L’ancien maître-espion saoudien, le Prince Turki Al Faisal, a appelé hier au renversement du régime iranien alors qu’il adressait un discours au rassemblement de l’opposition dissidente, a rapporté dimanche The National, un journal des EAU.
“La fin de votre lutte est pour très bientôt, je souhaite que ce régime soit renversé, » a affirmé le Prince Turki aux délégués présents au rassemblement annuel qui s’est tenu à Paris.
The National a écrit :
L’évènement organisé par le Conseil National de la Résistance iranienne (CNRI) a rassemblé les dissidents et les activistes iraniens vivant en exil dans le monde entier.
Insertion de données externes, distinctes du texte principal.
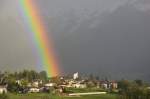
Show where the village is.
[0,72,118,95]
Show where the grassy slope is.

Le Prince Turki, qui a assume les fonctions de chef du renseignement saoudien pendant plus de 20 ans et a été aussi ambassadeur saoudien aux Etats-Unis, est devenu la plus haute personnalité du Golfe Persique à adresser un discours au rassemblement.
Il a déclaré que l’animosité du régime iranien à l’égard de ses voisins du Golfe a commencé un peu après la révolution de 1979, quand l’Iran a commencé à menacer la stabilité des pays Arabes.
“L’Ayatollah Khomeini avait déclaré qu’il exporterait sa révolution et menacerait directement notre existence ; de plus, sa répression des arabes, des arméniens, des azerbaïdjanais, des Baluchis, des sunnites et des chiites continue toujours, » a-t-il déclaré.
Maryam Rajavi, dirigeante du CNRI, a accusé les dirigeants iraniens de supporter les massacres commis par le régime syrien et a appelé à la fin de l’ingérence de l’Iran en Irak et au Yémen.
“Tant que le l’occupation de la Syrie, de l’Irak et du Yémen par le régime continuera, personne ne pourra affronter Daesh efficacement, » a-t-elle dit à des milliers d’activistes.
Elle a affirmé que le changement de régime à Téhéran était la seule solution pour améliorer la stabilité dans la région.
Parmi les participants à cette conférence de deux jours, figurent des fonctionnaires, des politiciens et des activistes des pays hôtes.
The National a ajouté que parmi les personnalités présentes à l’évènement, il y avait l’ancien premier ministre algérien, Sid Ahmed Ghozali, et l’ancien représentant du Congrès américain, Newt Gingrich.
M. Gingrich a appelé à une posture américaine plus agressive à l’égard du régime iranien, en ajoutant que le CNRI devrait être reconnu comme une alternative légitime et démocratique au régime des Ayatollah en Iran.
“Quand je retournerai en Amérique, je leur ferai savoir qu’il y a des centaines et des milliers d’iraniens dans le monde entier qui soutiennent l’opposition démocratique, » a déclaré M. Gingrich.